LThe draft law “on the French end-of-life model”, due to be presented in February, lies on the table of the President of the Republic. The executive branch is faced with the need to respond to blind spots and questions that are currently not resolved by the current legislation and to mark the five-year term with a strong social act without alarming those in charge – not so much in view of that Voter potential threatens a health system that is on the verge of collapse.

The challenge for the executive and the legislature is to avoid a badly cut score, a half-measure that would leave everyone with the impression of unfinished business and lead to this successive revisions have been made over the years, which actually fuels the “fear of deviations”. But is the motto now “as far and as slowly as possible”? Announced by the government in December 2023, the “Ten-year strategy for palliative care, pain therapy, end-of-life care”a brilliant ten-year plan, but superficial and incorporeal, is already thinking about the rest of the text.

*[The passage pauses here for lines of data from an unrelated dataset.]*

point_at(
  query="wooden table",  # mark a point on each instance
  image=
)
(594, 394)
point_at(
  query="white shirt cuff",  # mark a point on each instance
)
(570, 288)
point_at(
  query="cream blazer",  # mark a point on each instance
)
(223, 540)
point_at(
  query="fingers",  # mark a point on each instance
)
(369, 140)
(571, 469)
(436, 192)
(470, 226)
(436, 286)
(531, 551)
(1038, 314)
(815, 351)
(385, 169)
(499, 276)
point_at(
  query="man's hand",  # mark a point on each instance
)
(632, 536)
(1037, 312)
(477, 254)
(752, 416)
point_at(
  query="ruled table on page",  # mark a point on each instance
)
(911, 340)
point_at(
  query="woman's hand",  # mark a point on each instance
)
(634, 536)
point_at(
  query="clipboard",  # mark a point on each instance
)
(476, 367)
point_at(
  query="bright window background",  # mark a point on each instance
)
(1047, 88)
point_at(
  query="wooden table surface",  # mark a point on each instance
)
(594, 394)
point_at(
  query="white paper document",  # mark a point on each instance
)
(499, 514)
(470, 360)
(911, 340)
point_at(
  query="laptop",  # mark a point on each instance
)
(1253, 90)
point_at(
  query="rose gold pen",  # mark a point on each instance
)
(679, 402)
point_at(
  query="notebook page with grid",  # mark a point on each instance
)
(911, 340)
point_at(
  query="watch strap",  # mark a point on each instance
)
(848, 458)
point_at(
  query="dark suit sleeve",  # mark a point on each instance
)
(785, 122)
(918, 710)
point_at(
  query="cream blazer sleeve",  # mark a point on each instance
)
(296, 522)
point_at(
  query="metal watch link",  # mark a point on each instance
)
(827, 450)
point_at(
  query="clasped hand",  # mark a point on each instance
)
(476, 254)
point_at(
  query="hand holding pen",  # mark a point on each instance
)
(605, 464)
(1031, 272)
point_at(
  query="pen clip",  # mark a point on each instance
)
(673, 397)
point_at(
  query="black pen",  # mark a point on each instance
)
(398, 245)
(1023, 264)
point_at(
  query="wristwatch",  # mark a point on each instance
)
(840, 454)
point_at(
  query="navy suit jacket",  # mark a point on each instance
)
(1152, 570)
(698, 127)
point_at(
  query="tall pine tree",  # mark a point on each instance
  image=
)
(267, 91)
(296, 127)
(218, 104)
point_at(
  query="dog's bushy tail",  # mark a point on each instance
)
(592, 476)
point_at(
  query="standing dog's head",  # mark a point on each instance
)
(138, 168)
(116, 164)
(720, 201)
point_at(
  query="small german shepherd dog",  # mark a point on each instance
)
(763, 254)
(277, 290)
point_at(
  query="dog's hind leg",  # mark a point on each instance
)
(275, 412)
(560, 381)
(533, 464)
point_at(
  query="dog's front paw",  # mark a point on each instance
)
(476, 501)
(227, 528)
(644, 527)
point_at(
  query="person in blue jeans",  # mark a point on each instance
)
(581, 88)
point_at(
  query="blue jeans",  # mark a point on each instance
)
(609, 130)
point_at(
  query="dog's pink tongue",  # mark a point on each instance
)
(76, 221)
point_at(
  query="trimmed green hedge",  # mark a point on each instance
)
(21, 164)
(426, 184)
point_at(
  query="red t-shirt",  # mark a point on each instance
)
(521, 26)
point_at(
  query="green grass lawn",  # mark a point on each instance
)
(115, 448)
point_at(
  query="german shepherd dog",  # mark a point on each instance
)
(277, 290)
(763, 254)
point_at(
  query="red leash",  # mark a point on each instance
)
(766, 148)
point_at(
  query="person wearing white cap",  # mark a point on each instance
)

As a citizen who is at the same time carer, patient and helper, I would like to identify some moral and political imperatives for a law of progress and courage, with the challenge of leaving no one behind, no patient without an answer to his request for support, no carer Fear of an ethical and deontological backlash. Ten recipes will make it possible to overcome this challenge.

A global law

A global end-of-life text cannot separate palliative care and medical end-of-life care into two texts. If the latter is legalized, it cannot be isolated in a separate text from the general question of the end of life, of which it is one of the aspects.

A just law

The end of life leaves no one behind and proposes conditions and criteria that do not exclude any situation. These will therefore also take into account cases of people who do not have access to assisted suicide for physical or psychological reasons, so that euthanasia is possible in exceptional cases.

A solidarity law

The demand for solidarity does not leave anyone alone in the face of agony and death, especially without medical support adapted to the wishes and needs of the person, including in the case of a request for medical assistance in dying. The prospect of being dismissed by association volunteers or, worse still, simply being prescribed without the subsequent presence of a nurse would be an admission of abandonment.